Feinzig was one of the brains behind TTYL Inc., an organization formed in 2009 to spread awareness about the dangers of texting while driving. The group of students was also involved in efforts to pass legislation banning texting while driving at the local, state and national level.

Interning for Congressman Ted Deutch was the next logical move for the Douglas senior. “That gave me a behind-the-scenes look at the political process. It made me understand how change through the political process is possible.”

The trip to Washington has only whet Feinzig’s appetite for politics. “I understand the value of political involvement,” he said. “The highs and lows of politics fascinate me. I am really excited by the idea of Washington D.C. being the center of the world.”

Donna Amelkin, Language Arts Department chair at Douglas High, believes that Feinzig has a great future. “He has a really passionate drive to succeed,” she said. “He is a planner and a processor. He is extremely respectful and very motivated to do the best he can.”

“Last year, we had another student, Erica Turret, selected for the U.S. Senate program,” Amelkin said. “She was selected as a junior. It is great that we have two graduating seniors who have been part of the program. Josh is joining Yale University while Erica is going to Princeton.”

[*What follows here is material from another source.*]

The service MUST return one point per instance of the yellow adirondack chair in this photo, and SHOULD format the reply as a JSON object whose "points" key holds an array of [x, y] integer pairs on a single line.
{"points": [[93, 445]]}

Stuart Feinzig is excited by the opportunities that lie ahead for his son. “The Washington trip really galvanized Josh’s feeling that he wants to play an important role in government. He feels as if he can make a contribution not only to government but also to society in general. I wouldn’t be surprised if he held public office down the road.”

“He was glowing when he came back from the trip,” Michele Feinzig, Josh’s mother, said. “It is one thing to study government in school and entirely another to see it in action from the inside. The students who were part of the program are the future leaders of our country.”

Feinzig, who is a nationally ranked debater, does not know what the future has in store for him. “I am not looking for political glory or anything of that sort,” he said. “I don’t know if I will ever hold an elected office. I want to do something related to public policy.”